|GARY ALLEN KEMPER,
JO ANNE B. BARNHART, Commissioner of Social Security
Plaintiff Gary Allen Kemper, appearing pro se, appeals from an order of the district court affirming the Social Security Administration's decision denying his application for disability insurance benefits. We exercise jurisdiction and affirm.
Plaintiff claims that he has been unable to work since June 13, 1997 due to chronic neck and back pain arising from a work-related injury. His medical records indicate that he has been evaluated or treated by medical providers specializing in neurology, neurosurgery, osteopathic spinal surgery, orthopedics, chiropractic, emergency-room medicine, and physical therapy. He has undergone x-ray testing and MRI scans. Over time, plaintiff has taken anti-inflammatories and acetaminophen for his back pain. Plaintiff's treating and consulting physicians are in agreement that plaintiff has normal strength, sensation and reflexes, and that only conservative treatment is warranted. There is no indication in the medical record that plaintiff is unable to work.
After plaintiff's application for disability benefits was denied initially and on reconsideration, an administrative law judge (ALJ) held a de novo hearing. At the hearing, plaintiff stated that he was not currently taking any medications or receiving medical treatment. He testified, however, that his activities were limited by severe pain and that his physicians had misdiagnosed his condition.

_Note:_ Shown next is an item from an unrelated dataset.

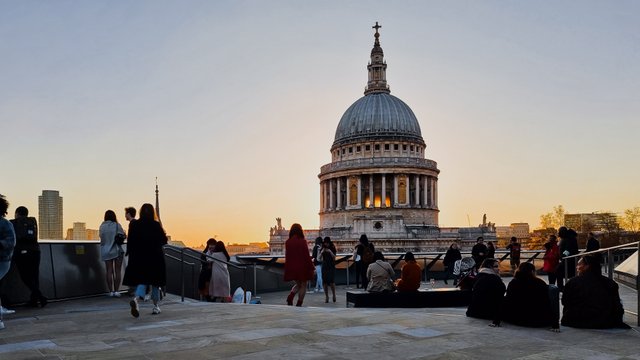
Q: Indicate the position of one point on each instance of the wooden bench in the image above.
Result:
(445, 297)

Based on his own research, plaintiff believed that his symptoms were caused by a tumor.(1) A vocational expert also provided testimony concerning the exertional requirements of plaintiff's past relevant work and other jobs.
Subsequently, the ALJ denied plaintiff's application, concluding that, although plaintiff's pain amounted to a severe impairment, he retained the residual functional capacity to perform light work, with certain postural restrictions, and that his past relevant work as a tow-truck dispatcher fits this description. The Appeals Council and the district court upheld the ALJ's determination. Plaintiff now appeals the district court's order. In our review, we determine only whether the correct legal standards were applied and whether the ALJ's factual findings are supported by substantial evidence in the record. Doyal v. Barnhart, 331 F.3d 758, 760 (10th Cir. 2003).
Plaintiff's pro se appellate brief and other filings seem to assert that he is entitled to benefits because the ALJ did not assess the evidence properly. In effect, plaintiff asks us to "reweigh the evidence" and "substitute our judgment for that of the agency," which this court cannot do. Casias v. Sec'y of Health & Human Servs., 933 F.2d 799, 800 (10th Cir. 1991). Our review of the ALJ's decision, in light of the complete medical record and applicable law, convinces us that the ALJ applied the correct standards and that substantial evidence supports his determination.
The judgment of the district court is AFFIRMED. Plaintiff's motion to proceed in forma pauperis is granted; all other pending motions are denied.
Entered for the Court
John C. Porfilio
*. This order and judgment is not binding precedent, except under the doctrines of law of the case, res judicata, and collateral estoppel. The court generally disfavors the citation of orders and judgments; nevertheless, an order and judgment may be cited under the terms and conditions of 10th Cir. R. 36.3.
1. As a supplemental authority in the district court, plaintiff submitted a case report, apparently published in a medical journal, concerning thoracic cord compression from chondroma (a tumor of cartilage cells). Evidently, plaintiff has determined that he suffers from a rare occurrence of this condition and that his tumor "may have been interrupted." R., vol. 2 at 229.